Australia, COVID-19, Belonging and Poetic Air

Ann Vickery

In Australia, something (or other) is in the air. The worst bushfire season on record has been succeeded by COVID-19. Iconic beaches were eerily empty during the Easter holiday period, being part of the extended lockdown restrictions. Many in the south-eastern parts of the country are suffering first from drought, then from bushfire, and finally from the loss of tourism which might have boosted their economic recovery. Food charities record being pushed to the limit. While the government has persistently stalled in recognising the effects of climate change, it quickly sprang into action to mitigate the impact of COVID-19 on the health of its citizens and the national economy. While the bushfires and COVID-19 are upmost in the national consciousness, bleaching of the Great Barrier Reef has occurred for the third time in five years. There is celebration when rivers like the Murray and the Darling begin to temporarily flow and join. COVID-19 has underscored the interconnectedness between the human and more-than-human and the need to consider our responsibilities of belonging within a larger ecology.

First Nations writers have led this in Australia, understanding Country as a holistic system that includes Dreamings, humans, animals, plants, stone, earth, water and air. Just as Country itself is kin and nourishes, it too requires care and can become sick.[12] Narungga poet Natalie Harkin sees her work as “driven by notions of responsibility that…can be…cathartic-compelling, a way of processing [and] responding to unexpected triggers.”[13] Goenpul and Quandamooka scholar Aileen Moreton-Robinson defines relationality as experiencing “the self as part of others and that others are part of the self; this is learnt through reciprocity, obligation, coexistence, cooperation and social memory.”[14] Who and what is recognised illuminate the ways in we navigate belonging. While aid was given to fire and drought-impacted regions, government initiatives in light of COVID-19 did not extend to international students. Reports of increased racial harassment have reinforced a sense of xenophobia yet are countered by stories of kindness. Sometimes larger forces can seem too overwhelming or our agency too limited by distance. Having just spent summer in a city cloaked with the drift of smoke, I now watch the trauma unfurling abroad and think of the vulnerability of those closer to home or Australian elders in remote communities. From her Adelaide suburban backyard, Harkin registers how “smoke whispers sorrow on autumn winds/while distant strangers cling/ to homes lands boats/ watching livelihoods/ watching lives/ slip away”.[15]

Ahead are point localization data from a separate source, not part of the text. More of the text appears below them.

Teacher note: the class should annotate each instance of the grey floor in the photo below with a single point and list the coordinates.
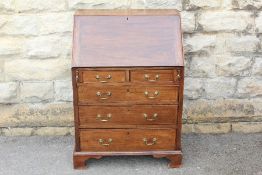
(230, 154)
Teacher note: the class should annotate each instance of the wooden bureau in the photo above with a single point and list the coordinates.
(128, 76)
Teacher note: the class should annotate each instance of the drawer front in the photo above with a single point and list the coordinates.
(155, 76)
(136, 94)
(103, 76)
(127, 140)
(128, 115)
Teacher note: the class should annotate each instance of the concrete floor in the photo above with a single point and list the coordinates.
(230, 154)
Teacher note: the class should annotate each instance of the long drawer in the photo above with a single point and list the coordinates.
(127, 139)
(127, 115)
(139, 94)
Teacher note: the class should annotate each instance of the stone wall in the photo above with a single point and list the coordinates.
(223, 56)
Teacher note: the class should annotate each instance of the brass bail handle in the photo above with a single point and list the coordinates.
(150, 143)
(105, 143)
(152, 96)
(103, 118)
(102, 80)
(103, 95)
(147, 78)
(154, 117)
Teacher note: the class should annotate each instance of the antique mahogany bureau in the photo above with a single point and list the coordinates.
(128, 76)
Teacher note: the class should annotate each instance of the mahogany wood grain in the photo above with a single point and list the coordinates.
(127, 139)
(127, 115)
(137, 56)
(102, 76)
(154, 76)
(129, 12)
(119, 41)
(115, 93)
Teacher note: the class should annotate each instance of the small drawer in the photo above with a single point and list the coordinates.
(102, 76)
(127, 139)
(155, 76)
(135, 94)
(127, 115)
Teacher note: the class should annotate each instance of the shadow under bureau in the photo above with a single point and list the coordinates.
(128, 76)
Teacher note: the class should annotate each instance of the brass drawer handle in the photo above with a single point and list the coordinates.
(154, 95)
(105, 118)
(105, 143)
(148, 143)
(147, 78)
(103, 96)
(178, 75)
(98, 78)
(154, 117)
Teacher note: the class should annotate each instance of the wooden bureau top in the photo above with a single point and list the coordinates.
(127, 38)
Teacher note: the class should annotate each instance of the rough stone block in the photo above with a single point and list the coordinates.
(258, 22)
(37, 91)
(39, 5)
(247, 127)
(36, 114)
(257, 67)
(221, 110)
(193, 88)
(212, 128)
(202, 66)
(8, 92)
(197, 4)
(199, 42)
(21, 25)
(97, 4)
(233, 66)
(55, 22)
(17, 131)
(47, 69)
(63, 91)
(220, 87)
(225, 21)
(48, 46)
(10, 46)
(187, 128)
(188, 21)
(249, 87)
(2, 77)
(239, 43)
(6, 5)
(247, 4)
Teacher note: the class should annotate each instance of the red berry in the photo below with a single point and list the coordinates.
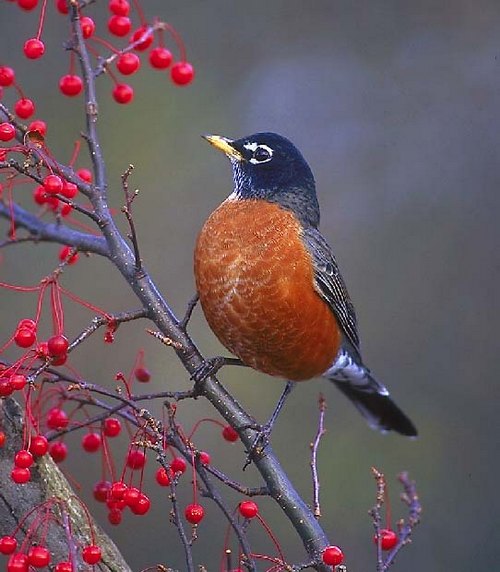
(70, 85)
(128, 63)
(182, 73)
(18, 562)
(204, 458)
(178, 465)
(248, 509)
(91, 554)
(39, 445)
(57, 345)
(160, 58)
(229, 434)
(53, 184)
(17, 381)
(163, 477)
(58, 451)
(141, 505)
(136, 459)
(144, 45)
(119, 25)
(115, 516)
(88, 26)
(64, 567)
(38, 556)
(7, 76)
(123, 93)
(101, 491)
(27, 4)
(24, 338)
(62, 6)
(7, 131)
(142, 374)
(34, 48)
(85, 175)
(38, 125)
(332, 555)
(119, 7)
(8, 544)
(69, 190)
(24, 108)
(112, 427)
(57, 419)
(20, 475)
(389, 538)
(23, 459)
(65, 254)
(91, 442)
(194, 513)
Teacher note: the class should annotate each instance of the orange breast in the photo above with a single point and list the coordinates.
(255, 281)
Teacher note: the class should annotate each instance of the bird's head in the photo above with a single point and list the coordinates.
(268, 166)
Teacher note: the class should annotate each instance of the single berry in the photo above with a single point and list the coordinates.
(58, 451)
(123, 93)
(136, 459)
(112, 427)
(88, 26)
(20, 475)
(332, 555)
(101, 491)
(38, 556)
(160, 58)
(23, 459)
(7, 132)
(52, 184)
(71, 85)
(7, 76)
(91, 442)
(18, 381)
(64, 566)
(8, 544)
(119, 25)
(229, 434)
(182, 73)
(24, 108)
(178, 465)
(389, 539)
(39, 445)
(91, 554)
(34, 48)
(24, 338)
(142, 505)
(162, 477)
(119, 7)
(248, 509)
(194, 513)
(57, 419)
(65, 254)
(57, 345)
(146, 42)
(128, 63)
(142, 374)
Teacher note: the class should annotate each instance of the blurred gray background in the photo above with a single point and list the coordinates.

Poetry might work out of a space of absence and precarity, approach the unspeakable, or find energy from the uncertain. Essentially an art of air, the reading of a poem is shaped through breath. It can cross thresholds in ways that might enable survival and renewal. I’m writing this on Anzac Day, an Anzac Day like none other in being commemorated together yet apart. At dawn, many stood at the end of their driveways to spend a minute’s silence in reflection. It seems an opportune time to think about different forms of loss and the necessity of remembering. How might the Anzacs’ focus on mateship be reconceptualised to acknowledge and mourn its cultural blindspots, listen and engage with the other, and undertake new forms of care? Echoing the minute’s reflection on Anzac Day, my university framed its initial response to COVID-19 as a ‘pause.’ Taking pause or a minute’s reflection provides an open moment to rethink the dynamic between people and nature, and to hold the present’s trace. Within this space, poetry is crucial as we face the challenges still yet to come.